Starke Ausgangsposition, schlechte Performance
„Die deutschen Banken bleiben das Herzstück der deutschen Wirtschaft“, sagt Max Flötotto, Senior Partner und Leiter der deutschen Banking Practice bei McKinsey. „Aufgrund disruptiver Umbrüche bei Technologie, Demografie und Klima steht die deutsche Wirtschaft in allen Segmenten vor einer fundamentalen Transformation. Um, bildlich gesprochen, im Spielplan der deutschen Wirtschaft auch künftig eine starke Rolle zu spielen, müssen Banken sich ebenfalls erneuern.“
Würden deutsche Banken weitermachen wie bisher, drohen laut Analyse von McKinsey anhaltende Marktanteilsverluste für klassische Banken, sinkende Ergebnisse und eine Eigenkapitalrendite (Return on Equity, RoE, nach Steuern), die bis 2030 gegen 0 % tendiert. 2015 bis 2019 lag der durchschnittliche RoE nach Steuern deutscher Banken bei 2,9 %. Falls Banken ihre aktuellen Inititiaven fokussieren und verstärken, insbesondere im Bereich Digitalisierung und Kundenorientierung, ist dagegen ein RoE-Szenario nach Steuern von zumindest 3-4 % zu erreichen. Mit einem ambitionierten Erneuerungskurs könnte sich das operative Ergebnis des deutschen Bankensektors laut McKinsey bis 2030 um 30 bis 40 Milliarden Euro (exkl. Steuern und außerordentliche Erträge/Kosten) verbessern – womit deutsche Banken erforderliche Investitionen in die Digitalisierung und die Beschleunigung der ESG-Umstellung tätigen könnten. Gleichzeitig könnten Banken mit einem ambitionierten Erneuerungskurs ihre Eigenkapitalrendite bis 2030 auf mindestens 7-8 % nach Steuern steigern. Dieses Rentabilitätsniveau würde ein operatives Ergebnis von 70 bis 80 Basispunkten der durchschnittlichen Bilanzsumme oder ein Nach-Steuer-Gewinn von 40 bis 45 Milliarden Euro bedeuten.
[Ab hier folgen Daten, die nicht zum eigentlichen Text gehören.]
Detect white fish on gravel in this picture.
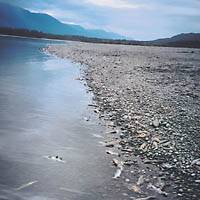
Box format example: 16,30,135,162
44,156,65,163
15,181,38,191
147,183,168,196
113,168,123,179
113,158,124,179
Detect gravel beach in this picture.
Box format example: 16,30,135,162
47,42,200,200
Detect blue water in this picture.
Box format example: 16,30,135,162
0,37,113,200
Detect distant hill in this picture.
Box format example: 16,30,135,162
0,3,124,39
146,33,200,48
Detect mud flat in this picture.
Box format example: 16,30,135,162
48,42,200,200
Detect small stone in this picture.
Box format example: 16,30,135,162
152,119,160,128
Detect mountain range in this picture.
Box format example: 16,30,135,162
0,2,125,39
0,2,200,48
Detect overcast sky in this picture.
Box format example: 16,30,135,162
0,0,200,40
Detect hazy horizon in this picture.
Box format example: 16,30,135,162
0,0,200,40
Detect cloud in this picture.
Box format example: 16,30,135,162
0,0,200,40
85,0,142,9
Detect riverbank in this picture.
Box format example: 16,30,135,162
47,42,200,200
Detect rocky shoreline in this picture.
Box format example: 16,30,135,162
47,42,200,200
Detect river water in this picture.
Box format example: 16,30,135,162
0,37,113,200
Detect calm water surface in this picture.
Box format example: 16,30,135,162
0,37,113,200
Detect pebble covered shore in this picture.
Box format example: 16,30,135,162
47,42,200,200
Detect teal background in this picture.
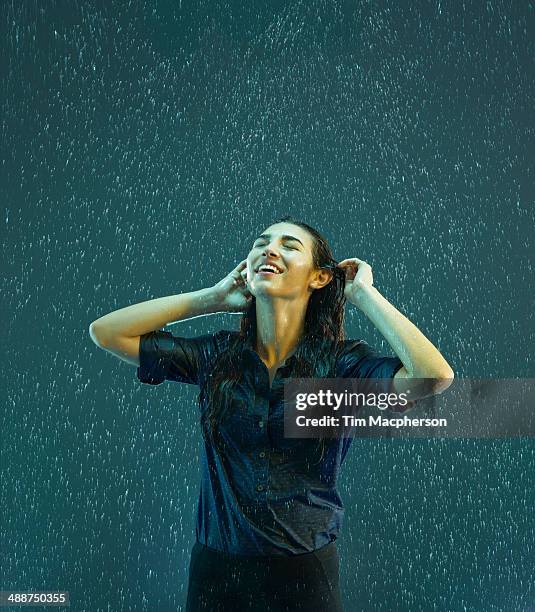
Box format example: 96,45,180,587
0,0,535,612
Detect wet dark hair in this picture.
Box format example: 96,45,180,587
201,215,346,460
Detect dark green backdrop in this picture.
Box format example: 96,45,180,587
0,0,535,612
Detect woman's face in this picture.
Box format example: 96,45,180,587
247,223,318,298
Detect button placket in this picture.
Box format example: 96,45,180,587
255,399,269,493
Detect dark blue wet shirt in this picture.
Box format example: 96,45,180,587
137,330,412,556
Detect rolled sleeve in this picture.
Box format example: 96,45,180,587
137,330,219,385
337,340,416,412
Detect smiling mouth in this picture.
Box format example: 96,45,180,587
257,270,282,276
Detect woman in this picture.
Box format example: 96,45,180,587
90,216,453,612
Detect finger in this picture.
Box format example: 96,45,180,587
337,257,366,267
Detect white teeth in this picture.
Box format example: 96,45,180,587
258,264,280,274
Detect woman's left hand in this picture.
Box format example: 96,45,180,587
337,257,373,306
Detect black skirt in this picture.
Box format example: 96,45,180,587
186,542,343,612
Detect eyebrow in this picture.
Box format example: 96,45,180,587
255,234,305,246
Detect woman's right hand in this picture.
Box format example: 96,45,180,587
213,259,253,312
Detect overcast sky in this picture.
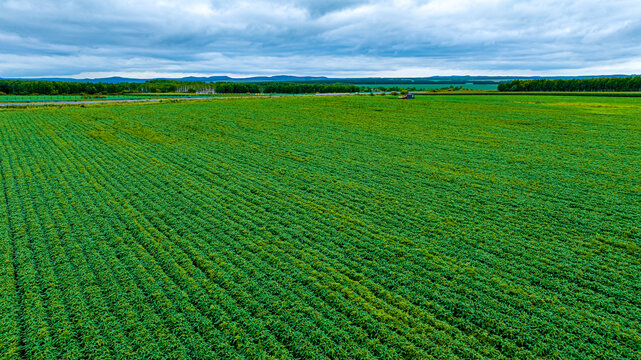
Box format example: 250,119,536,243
0,0,641,78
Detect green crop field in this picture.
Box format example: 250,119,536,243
356,83,498,90
0,95,641,359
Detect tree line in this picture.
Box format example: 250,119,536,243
0,80,359,95
498,76,641,92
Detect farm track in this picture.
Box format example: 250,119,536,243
0,93,360,108
0,96,641,359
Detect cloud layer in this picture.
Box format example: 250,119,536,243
0,0,641,77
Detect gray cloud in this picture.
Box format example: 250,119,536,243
0,0,641,77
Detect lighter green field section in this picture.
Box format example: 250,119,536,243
0,95,641,359
356,83,498,90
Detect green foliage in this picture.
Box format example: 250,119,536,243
0,80,359,97
498,76,641,92
0,95,641,359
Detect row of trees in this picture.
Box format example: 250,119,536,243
0,80,359,95
498,76,641,92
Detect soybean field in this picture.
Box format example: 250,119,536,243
0,95,641,359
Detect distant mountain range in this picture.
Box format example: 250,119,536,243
0,75,328,83
0,75,638,84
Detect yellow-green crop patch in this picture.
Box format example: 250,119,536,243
0,95,641,359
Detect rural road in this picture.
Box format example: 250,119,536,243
0,93,369,107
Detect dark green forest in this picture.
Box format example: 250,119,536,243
0,80,358,95
498,76,641,92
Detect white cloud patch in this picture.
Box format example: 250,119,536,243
0,0,641,77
„7-8 % Eigenkapitalrendite nach Steuern sind ambitioniert, aber durchaus erreichbar, wie die Wertentwicklung von Banken in anderen Märkten und die der besten Institute in Deutschland zeigt. Eine Performance auf diesem Niveau würde ein positives Signal an die besten Talente senden, dem Bankensektor helfen, seine Bedeutung zu wahren, und neue Investoren anlocken“, sagt Max Flötotto.
Zwei von drei Bankentscheidern halten daher eine radikale Veränderung in der deutschen Bankenlandschaft für notwendig, so das Ergebnis einer Umfrage, die McKinsey im Januar und Februar 2021 geführt hat.
Die Basis dafür ist stark: Die Finanzbranche erwirtschaftet pro Jahr Erträge von mehr als 150 Milliarden Euro. Insgesamt fließen jedes Jahr rund 10 Billionen Euro durch das deutsche Finanzintermediationssystem. Im Vergleich zu anderen Akteuren des deutschen Finanzsystems haben Banken einen hohen Finanzierungsanteil: Rund 65 % der Vermögenswerte stehen in den Bilanzen der Banken, im globalen Durchschnitt sind es weniger als 50 %. Aus Verbrauchersicht ist die Bankenlandschaft attraktiv: In Großbritannien und Frankreich zahlen Verbraucher für alltägliche Bankenleistungen im Schnitt mehr als doppelt so viel wie in Deutschland (durchschnittlich 130 Euro pro Kunde p.a.); in Italien und Spanien zahlen sie fast dreimal so viel. Auch die Filialdichte bleibt mit 2,9 Bankfilialen auf 10.000 Einwohner (England: 1,3, Schweden: 1,2) über dem Schnitt. Die Stabilität nach der Finanzkrise kann sich ebenfalls sehen lassen: Das durchschnittliche Rating deutscher Banken liegt im Jahr 2021 bei A+, wobei 75 % der Banken besser als A- bewertet werden, während das durchschnittliche Rating europäischer Banken bei A mit 25 % unterhalb eines BBB-Ratings liegt. Auch die Covid-19-Pandemie haben deutsche Banken gut überstanden; 79% der Privatkunden war mit den digitalen Kanälen ihrer Bank zufrieden.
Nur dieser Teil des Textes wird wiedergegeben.